Question about the inplace operation

In my forward function, I want to set all masked value be -inf after a sigmoid operation, here is my code:

    def forward(self, x, mask):
        x =
        x = self.linear2(x).squeeze(-1)
        score = torch.sigmoid(x)
        score[mask] = -math.inf
        return score

when execute the backward propogation, I got

RuntimeError: one of the variables needed for gradient computation has been modified by an inplace operation

but if I change the order of inplace operation and sigmoid function, this error will not occur:

    def forward(self, x, prev_w, mask):
        x =
        x = self.linear2(x).squeeze(-1)
        x[mask] = -math.inf
        score = torch.sigmoid(x)
        return score

under these circumstances, I also execute an inplace operation(x[mask] = -math.inf), but it works well in backpropagation (though the results are not what I want since the masked value are set to 0 after sigmoid operation, not -inf), so here is my question:

  1. what is the difference between these two types of codes when executing backpropagation in Pytorch?
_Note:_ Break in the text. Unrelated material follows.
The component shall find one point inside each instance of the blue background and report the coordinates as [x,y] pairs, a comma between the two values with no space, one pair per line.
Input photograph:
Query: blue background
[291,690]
I know inplace operation is not allowed in backpropagation, but in my understanding,

x[mask] = -math.inf

is also an inplace operation, right?

  1. how can I correctly get what I want, in other words, set all masked value to be -inf after sigmoid operation and can also properly execute backpropagation?

Thanks for your help!

I found this issue on Github and maybe it’s related to my problem.
backward pass different behaviors with inplace operation

To my understand, when calculate the derivative of score, Pytorch’s autograd mechanism uses the formula S'(x) = S(x)(1-S(x)), which means we cannot change the S(x) because we need it. In my second case, the inplace operation is before the sigmoid operation, so the second case doesn’t raise error.

But here comes another question (:cry:), why the inplace operation on x doesn’t raise error? or more clearly, why the following codes doesn’t raise error?
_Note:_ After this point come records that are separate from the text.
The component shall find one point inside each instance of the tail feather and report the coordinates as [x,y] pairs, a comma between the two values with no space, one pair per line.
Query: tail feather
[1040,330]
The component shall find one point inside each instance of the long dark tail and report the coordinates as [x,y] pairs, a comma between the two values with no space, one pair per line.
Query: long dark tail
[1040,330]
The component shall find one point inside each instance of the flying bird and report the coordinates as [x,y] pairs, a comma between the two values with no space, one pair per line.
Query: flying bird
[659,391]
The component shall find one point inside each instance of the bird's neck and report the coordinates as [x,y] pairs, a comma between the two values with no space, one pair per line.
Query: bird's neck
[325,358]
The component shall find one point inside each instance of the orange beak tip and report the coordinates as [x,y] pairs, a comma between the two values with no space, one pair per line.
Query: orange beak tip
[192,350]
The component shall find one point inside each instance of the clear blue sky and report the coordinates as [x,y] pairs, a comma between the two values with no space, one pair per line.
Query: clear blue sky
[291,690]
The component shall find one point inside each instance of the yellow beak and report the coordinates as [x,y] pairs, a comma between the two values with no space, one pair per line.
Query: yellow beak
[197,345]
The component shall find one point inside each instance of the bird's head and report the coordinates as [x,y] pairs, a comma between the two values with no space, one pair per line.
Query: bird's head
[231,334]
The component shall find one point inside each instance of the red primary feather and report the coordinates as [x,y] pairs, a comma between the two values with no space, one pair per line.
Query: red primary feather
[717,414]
a = torch.randn((5), requires_grad=True)
b = 2*a + 1
c = b*b + 1
b[1] = 0.
d = torch.mean(b)

in this case, b is needed to correctly compute the gradient of c, but b is modified after c, why this case doesn’t raise error?
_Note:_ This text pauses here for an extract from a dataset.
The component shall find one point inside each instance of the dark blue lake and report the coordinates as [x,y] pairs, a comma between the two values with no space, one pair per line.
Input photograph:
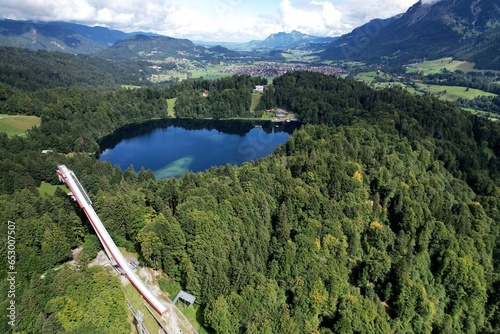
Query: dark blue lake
[170,148]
why the inplace operation on x doesn’t raise error?

Because in your second example, you change x before the sigmoid. So that is fine.

If you were modifying x after doing the sigmoid, it wouldn;t be a problem either as the sigmoid only requires its output to compute the gradient, not its input.
If you want to see the details, you can see here that result is used to compute the gradients but not self. So you can modify self as much as you want.

Your example code

I think you have a typo as you never use c :slight_smile: